1. Why Stress-Testing Is Not Optional
Buy-to-let mortgages in the UK are typically fixed for two or five years. When a fixed period ends, the product reverts to the lender's standard variable rate — often significantly higher. A landlord who has not modelled this transition may face a rate increase from 4.2% to 7.0% with no buffer in place.
On a £175,000 interest-only mortgage, that shift raises monthly payments from £612 to £1,021. If rent is £1,100 and costs are £180, the cashflow position moves from +£308 to −£101 per month before any void allowance.
2. The Five Variables to Test
A proper stress test does not change only the interest rate. The following variables should each be modelled independently and in combination:
- Interest rate — test current rate, +1%, +2%, and +3% scenarios
- Occupancy — test 100%, 90%, and 80% occupancy to model extended voids
- Rent — test flat rent, a 5% reduction, and a 10% reduction (relevant in oversupplied markets)
- Maintenance costs — test your baseline and double it (a boiler replacement alone can cost £3,500+)
- Regulatory costs — EPC upgrade requirements can reach £8,000–£15,000 per property for older stock
Running these five variables produces a matrix of scenarios. The realistic worst case is rarely all five moving simultaneously, but combinations of two or three are common over a ten-year hold.
3. Building a Stress-Test Spreadsheet
The EstateMath Mortgage Cashflow Tool allows you to re-run the calculation at different interest rates within seconds. The method is straightforward: enter your loan amount, change the interest rate field to your stress scenario, and note the resulting cashflow figure.
For a portfolio, record the following for each property under each scenario:
- Monthly cashflow at current rate
- Monthly cashflow at +2% stress rate
- Break-even rent (the minimum rent required to cover all costs including stressed mortgage)

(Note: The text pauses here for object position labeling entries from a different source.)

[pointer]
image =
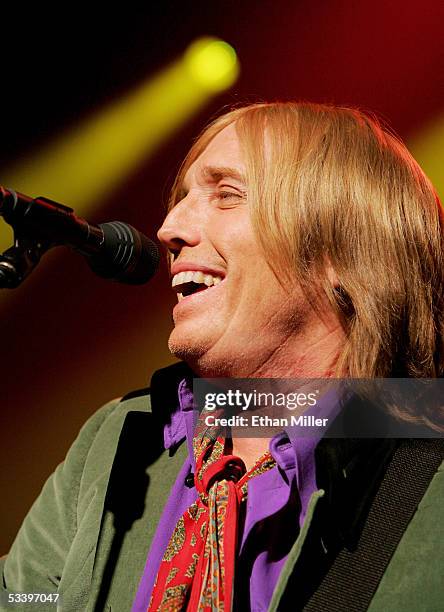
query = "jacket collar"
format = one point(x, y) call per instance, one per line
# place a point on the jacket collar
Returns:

- Current market rent versus break-even rent — the buffer
A property with a break-even rent of £950 and a current market rent of £1,150 has a £200/month buffer. That buffer absorbs voids, rate increases, and cost spikes. A property with a £20 buffer has effectively no margin for error.
Stress-testing is not pessimism. It is the discipline that separates landlords who build durable portfolios from those who accumulate properties and then are forced to sell at the worst possible time. Run the numbers before the rate changes, not after.